Lisette Lombé
Inverser les situations répond à bien des questions
Les rues sont pavées d’humeurs, de rencontres, de silences ou d’aveux. Lisette Lombé s’y abandonne et s’y émerveille, humant l’air du temps de sa prose nomade.
Je suis couchée à plat ventre dans l’herbe. Je me repose dans un parc situé entre la gare de Lille Flandres et Lille Europe, exactement au centre d’un vaste espace vert.
Je me plais à croire que là, loin des bancs, loin des aires de jeu, loin du passage des gens, je suis comme retranchée sur un îlot de calme. Contact apaisant avec le sol. Caresse du soleil doux d’automne sur ma nuque. Savourer chaque seconde. Ne rien faire, qu’écrire. Je participe tout le week-end à un festival où la littérature belge est mise à l’honneur.
Sur les affiches et sur les flyers, on qualifie celle-ci d’indisciplinée. Je me demande quand même comment des auteurs si disciplinés au quotidien (et dont je fais partie) peuvent bien créer de la littérature sauvage, surréaliste, frontale, transgressive, remuante. La soirée de la veille, aux côtés des autres poètes nationaux de Belgique, a été à la fois douce et déjantée.

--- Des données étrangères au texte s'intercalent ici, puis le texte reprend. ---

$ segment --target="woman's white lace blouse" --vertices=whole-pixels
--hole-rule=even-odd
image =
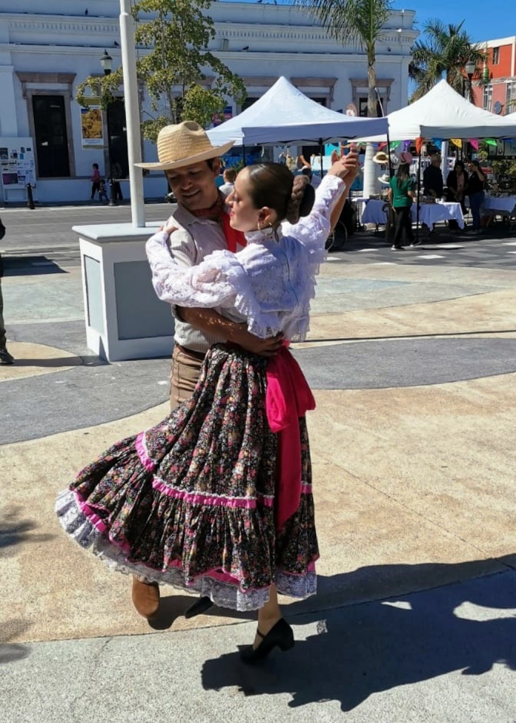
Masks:
[[[295,225],[245,234],[248,245],[237,254],[216,251],[197,266],[178,265],[164,231],[147,241],[152,280],[159,299],[179,307],[213,308],[266,338],[282,331],[303,341],[308,330],[316,276],[326,257],[329,217],[345,186],[326,176],[316,192],[310,215]]]

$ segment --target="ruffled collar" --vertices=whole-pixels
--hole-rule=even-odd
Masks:
[[[277,228],[262,228],[261,231],[246,231],[244,234],[245,240],[248,244],[266,244],[268,241],[274,241],[277,243],[281,240],[282,234],[281,226]]]

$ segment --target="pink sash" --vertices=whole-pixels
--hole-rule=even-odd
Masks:
[[[279,531],[296,512],[301,499],[299,418],[308,409],[316,408],[308,382],[287,346],[268,362],[265,403],[269,427],[278,433],[276,529]]]

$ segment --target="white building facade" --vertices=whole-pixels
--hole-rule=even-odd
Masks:
[[[41,202],[85,200],[93,163],[104,177],[114,153],[124,165],[122,89],[109,113],[93,99],[88,114],[75,100],[78,83],[101,74],[104,49],[114,67],[120,64],[119,14],[118,0],[0,0],[0,202],[23,200],[28,182]],[[216,28],[209,49],[243,79],[245,107],[284,75],[329,108],[345,111],[353,104],[365,114],[365,54],[336,43],[298,8],[219,0],[209,14]],[[386,114],[407,104],[410,48],[418,35],[414,16],[393,11],[376,46]],[[227,110],[234,115],[242,108],[229,99]],[[153,145],[143,144],[143,157],[156,159]],[[128,194],[128,183],[122,191]],[[145,179],[145,197],[164,191],[162,174]]]

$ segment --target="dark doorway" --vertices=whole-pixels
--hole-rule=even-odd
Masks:
[[[127,156],[127,129],[125,124],[125,107],[122,98],[117,98],[108,106],[106,112],[108,127],[108,149],[109,163],[112,166],[118,164],[122,169],[117,169],[114,176],[127,178],[129,176],[129,159]]]
[[[70,164],[64,98],[33,95],[33,116],[39,177],[69,177]]]

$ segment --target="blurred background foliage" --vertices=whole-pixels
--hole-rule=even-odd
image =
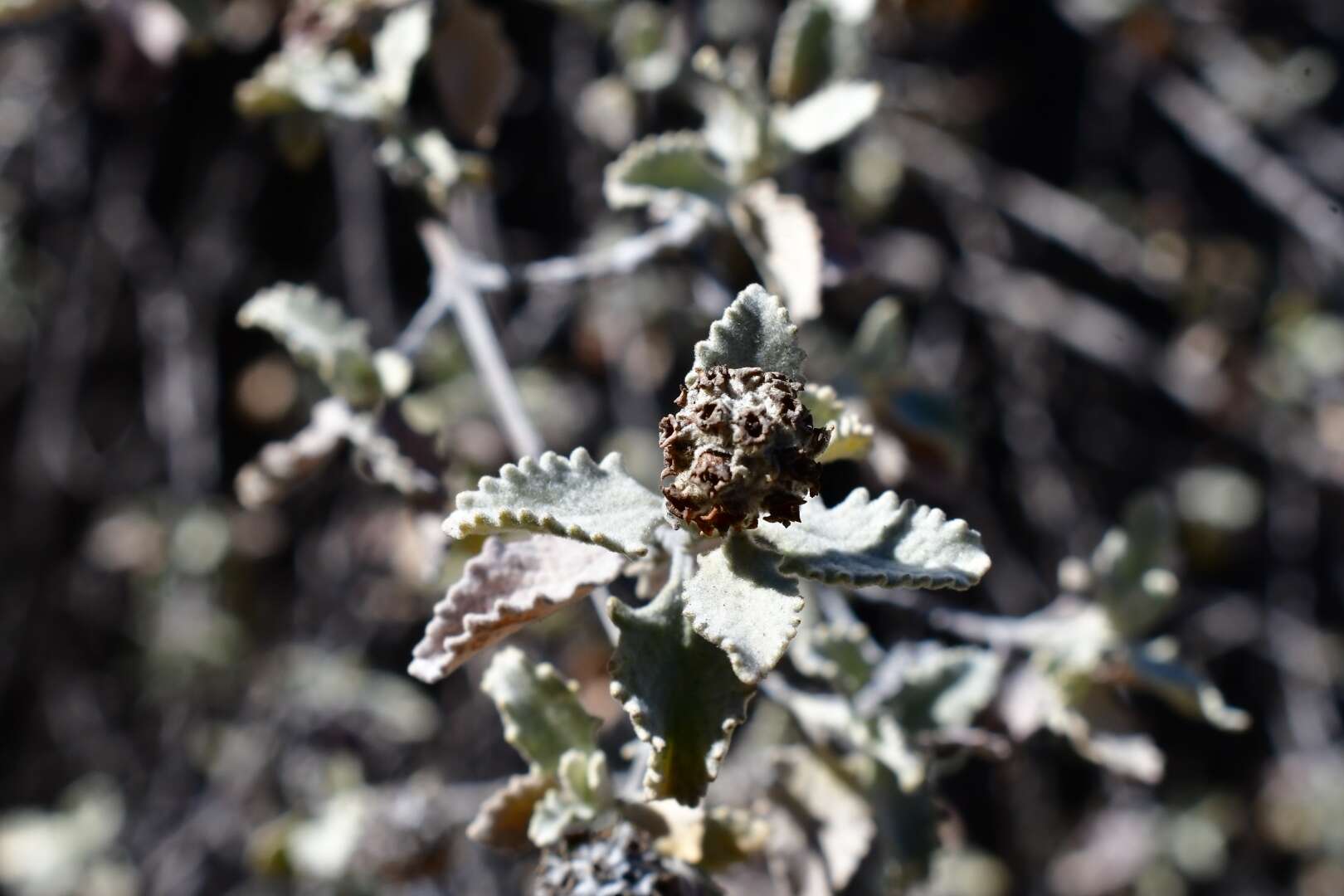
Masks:
[[[938,834],[918,892],[1344,892],[1344,5],[832,0],[863,24],[820,39],[816,78],[879,85],[871,118],[750,152],[706,126],[741,150],[723,227],[609,208],[636,140],[731,125],[724,97],[797,113],[817,82],[777,32],[820,5],[0,0],[0,888],[526,887],[534,858],[462,836],[523,767],[484,666],[403,672],[478,548],[444,544],[442,509],[516,454],[454,326],[414,322],[439,216],[496,278],[546,446],[620,450],[646,484],[707,322],[747,282],[796,290],[809,373],[871,427],[825,497],[970,520],[995,570],[954,603],[981,623],[1089,594],[1134,496],[1171,509],[1180,595],[1144,650],[1175,635],[1250,728],[1111,668],[1107,719],[1160,744],[1160,782],[1027,725],[941,770],[935,806],[874,790],[923,819],[892,844]],[[634,263],[602,254],[649,232]],[[314,285],[305,320],[341,351],[237,325],[277,282]],[[866,650],[995,642],[919,594],[860,598]],[[603,746],[630,739],[586,607],[517,642],[579,682]],[[1020,733],[1008,697],[996,736]],[[738,763],[796,740],[781,705],[757,701]],[[777,762],[802,803],[829,774]],[[824,853],[853,833],[821,821]]]

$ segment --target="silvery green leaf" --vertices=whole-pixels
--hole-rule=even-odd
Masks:
[[[1203,719],[1224,731],[1246,731],[1251,717],[1243,709],[1227,705],[1222,692],[1208,678],[1176,661],[1171,642],[1150,642],[1132,650],[1128,668],[1133,684],[1152,690],[1176,709]]]
[[[755,688],[742,684],[723,652],[691,629],[680,582],[673,579],[642,607],[613,598],[607,610],[621,630],[612,696],[653,748],[644,797],[694,806],[718,776]]]
[[[802,380],[804,359],[798,328],[784,302],[757,283],[738,293],[723,317],[710,324],[710,337],[695,344],[695,365],[700,368],[759,367]]]
[[[1168,572],[1175,544],[1171,508],[1150,493],[1129,502],[1124,527],[1107,532],[1093,552],[1094,596],[1121,634],[1142,634],[1171,613],[1179,591]]]
[[[409,672],[427,684],[481,650],[621,575],[625,559],[597,545],[538,535],[491,537],[434,607]]]
[[[802,674],[823,678],[852,697],[872,678],[882,649],[860,622],[816,623],[798,631],[789,658]]]
[[[856,704],[884,707],[911,733],[966,728],[995,699],[1001,672],[999,654],[981,647],[900,643],[874,672]]]
[[[728,203],[728,220],[766,285],[788,302],[793,320],[817,317],[821,228],[802,197],[780,193],[773,180],[758,180]]]
[[[700,557],[683,595],[691,627],[723,650],[749,685],[774,669],[802,622],[798,583],[742,533]]]
[[[368,325],[347,317],[337,302],[323,298],[312,286],[277,283],[261,290],[238,310],[238,325],[258,326],[274,336],[351,404],[378,400]]]
[[[818,463],[857,461],[868,455],[875,433],[872,424],[851,411],[833,388],[808,383],[802,390],[802,403],[812,411],[813,426],[831,427],[831,441],[817,458]]]
[[[879,102],[882,87],[874,82],[841,81],[793,106],[775,106],[770,126],[794,152],[813,153],[848,137],[872,117]]]
[[[612,208],[638,208],[661,199],[698,199],[718,206],[732,195],[732,187],[704,137],[677,132],[628,146],[606,167],[602,192]]]
[[[602,751],[570,750],[560,756],[556,786],[532,809],[527,837],[546,848],[563,837],[610,827],[618,819],[612,795],[612,776]]]
[[[495,849],[524,849],[528,821],[542,795],[555,786],[550,775],[513,775],[500,790],[481,803],[466,836]]]
[[[663,90],[681,71],[685,32],[669,8],[634,0],[621,4],[612,23],[612,47],[636,90]]]
[[[664,525],[663,498],[625,472],[620,454],[597,463],[585,449],[574,449],[567,459],[547,451],[539,461],[526,457],[505,465],[499,477],[484,477],[474,492],[457,496],[444,531],[461,539],[524,529],[637,557]]]
[[[980,533],[965,520],[900,502],[894,492],[870,500],[867,489],[855,489],[833,508],[813,498],[800,516],[789,527],[762,523],[751,535],[781,555],[780,570],[789,575],[832,584],[965,590],[989,571]]]
[[[597,719],[579,705],[578,685],[551,664],[534,664],[517,647],[504,647],[481,677],[481,690],[499,708],[504,739],[534,774],[555,774],[570,750],[597,750]]]

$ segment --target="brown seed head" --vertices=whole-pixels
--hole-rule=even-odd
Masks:
[[[801,383],[758,367],[695,368],[659,423],[668,513],[700,535],[797,523],[818,490],[829,435],[812,426]]]

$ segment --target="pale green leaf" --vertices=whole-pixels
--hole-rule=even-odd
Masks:
[[[239,326],[257,326],[312,367],[333,392],[364,406],[378,399],[378,373],[368,348],[368,325],[312,286],[277,283],[238,310]]]
[[[718,776],[755,688],[742,684],[723,652],[691,629],[679,582],[642,607],[613,598],[607,610],[621,630],[612,696],[653,750],[644,797],[694,806]]]
[[[728,654],[732,672],[749,685],[784,658],[802,623],[798,583],[780,575],[775,557],[742,533],[700,557],[684,596],[691,627]]]
[[[835,15],[823,0],[793,0],[770,51],[770,93],[794,102],[829,81],[836,70],[835,31]]]
[[[780,750],[774,772],[789,797],[789,810],[813,833],[810,840],[821,850],[832,889],[840,892],[878,833],[872,807],[851,780],[806,748]]]
[[[466,836],[495,849],[526,849],[528,821],[542,795],[555,786],[550,775],[513,775],[481,803]]]
[[[775,106],[770,126],[794,152],[813,153],[848,137],[882,102],[871,81],[828,85],[793,106]]]
[[[789,527],[762,523],[751,536],[782,555],[786,574],[832,584],[964,590],[989,571],[980,533],[965,520],[900,502],[894,492],[871,501],[867,489],[855,489],[833,508],[813,498],[800,516]]]
[[[579,704],[578,685],[551,664],[534,664],[517,647],[504,647],[481,677],[481,690],[495,701],[504,739],[532,764],[532,774],[555,774],[570,750],[597,750],[597,719]]]
[[[696,132],[646,137],[606,167],[602,181],[612,208],[638,208],[655,200],[691,197],[727,201],[732,187],[723,167]]]
[[[817,458],[818,463],[857,461],[868,455],[875,433],[872,424],[851,411],[833,388],[808,383],[802,403],[812,412],[813,426],[831,429],[831,441]]]
[[[539,848],[585,830],[610,827],[618,819],[612,776],[602,751],[570,750],[560,756],[556,787],[547,790],[532,810],[527,837]]]
[[[434,684],[528,622],[613,580],[624,566],[618,553],[550,535],[492,537],[434,607],[409,672]]]
[[[800,196],[780,193],[773,180],[737,192],[728,219],[769,287],[797,321],[821,314],[821,228]]]
[[[607,454],[599,465],[585,449],[574,449],[567,459],[547,451],[539,461],[526,457],[499,477],[484,477],[474,492],[457,496],[444,531],[461,539],[524,529],[637,557],[663,525],[663,500],[625,472],[620,454]]]
[[[695,344],[695,365],[706,369],[759,367],[802,380],[805,359],[784,302],[757,283],[738,293],[723,317],[710,324],[710,337]]]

Les discussions informelles de l’hôtel à la scène et de la scène à l’hôtel resteront gravées dans un pli du cœur. En ce début d’après-midi, je devrais assister aux lectures de mes collègues mais l’appel du grand air a été le plus fort. Je règle l’alarme de mon téléphone au cas où je m’endormirais. Il ne s’agirait pas de louper ma propre intervention. Petits calculs de femme alanguie. Je me dis que si le public agit comme moi, préférant le vent sur les joues à l’espace feutré des rencontres et des dédicaces, nous serons bien peu pour deviser autour de nos romans.
Comme d’habitude, casque sur les oreilles. Evasion. Musique du film La grande Bellezza. En quelques mesures, le morceau intitulé The Lamb transforme le paysage environnant en cathédrale à ciel ouvert. Les arbres semblent se parer d’une lumière nouvelle et devenir des éléments de vitraux singuliers. Camaïeu de verts. Quand je suis dans cet état-là, mon écriture est déliée, généreuse. Les mots bondissent sur le papier, précèdent la pensée organisée.
Comme par miracle, le grésil assourdissant de l’actualité est temporairement maintenu à distance. Je chéris ces moments de grâce, poreuse à la majestuosité de l’âme humaine, habitée par un grand calme intérieur. J’ai ressenti un état identique, il y a une quinzaine de jours, dans le parc en contrebas de la basilique Notre-Dame de la Garde, à Marseille. Les tracasseries, les cases en rouge dans l’agenda semblaient s’être dissoutes à l’ombre de l’édifice religieux.
Je chéris ces moments de grâce, poreuse à la majestuosité de l’âme humaine.
Une phrase gravée sur une plaque de marbre dans l’une des nefs latérales viendra à ma rencontre, comme pour éclairer les doutes du moment : « Artisans d’amour, travaillons sans cesse à établir la paix en la mettant d’abord dans nos cœurs. »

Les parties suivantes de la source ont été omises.